Decreto Urgenze, si lavora sul testo: cosa prevede la prima bozza

0
genova

di Fabio Napoli

ROMA (Public Policy) – Interventi urgenti per Genova; sicurezza della rete nazionale delle infrastrutture e dei trasporti; lavoro; altre emergenze. Sono i temi che, per il momento, entreranno nel cosiddetto decreto Urgenze, atteso oggi in Consiglio dei ministri.

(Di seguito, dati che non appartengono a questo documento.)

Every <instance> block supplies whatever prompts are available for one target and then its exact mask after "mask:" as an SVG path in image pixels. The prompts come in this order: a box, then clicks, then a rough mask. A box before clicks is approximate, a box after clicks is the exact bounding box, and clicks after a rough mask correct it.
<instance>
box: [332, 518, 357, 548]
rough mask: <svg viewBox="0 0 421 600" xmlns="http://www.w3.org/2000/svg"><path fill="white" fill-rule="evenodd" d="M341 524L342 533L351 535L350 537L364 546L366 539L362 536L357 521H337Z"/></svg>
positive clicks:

Una bozza presa in visione da Public Policy prevede una prima parte dedicata agli interventi urgenti per Genova in 12 articoli: criteri e modalità generali per la concessione di contributi per la ricostruzione privata; misure in materia fiscale; disposizioni concernenti il personale; disposizioni in materia di trasporto pubblico locale; ottimizzazione flussi veicolari logistici nel porto di Genova; interventi in corso; zona economica speciale; zona logistica speciale -porto e retroporto di Genova; contributi in favore delle micro, piccole e medie imprese nelle zone colpite dall’evento relativo al crollo del ponte Morandi; sostegno a favore delle imprese danneggiate in conseguenza dell’evento; zona logistica semplificata di Genova; istituzione di una zona franca urbana – Comune di Genova; incremento gettito Iva porti liguri; commissario straordinario per la ricostruzione, la ripresa economica e il sostegno al Comune di Genova; contabilità speciale e ufficio speciale del commissario straordinario.

La seconda parte del decreto riguarda la sicurezza della rete nazionale delle infrastrutture e dei trasporti, con un articolo relativo all’Agenzia nazionale per la sicurezza delle ferrovie e delle infrastrutture stradali e autostradali.

Al momento la bozza ancora non prevede le parti relative a “lavoro” e “altre emergenze”. Nei giorni scorsi i ministri Luigi Di Maio e Danilo Toninelli hanno anticipato che il decreto conterrà anche misure relative al terremoto di Ischia e a quello del centro Italia, a semplificazioni per le imprese, sismabonus ed ecobonus.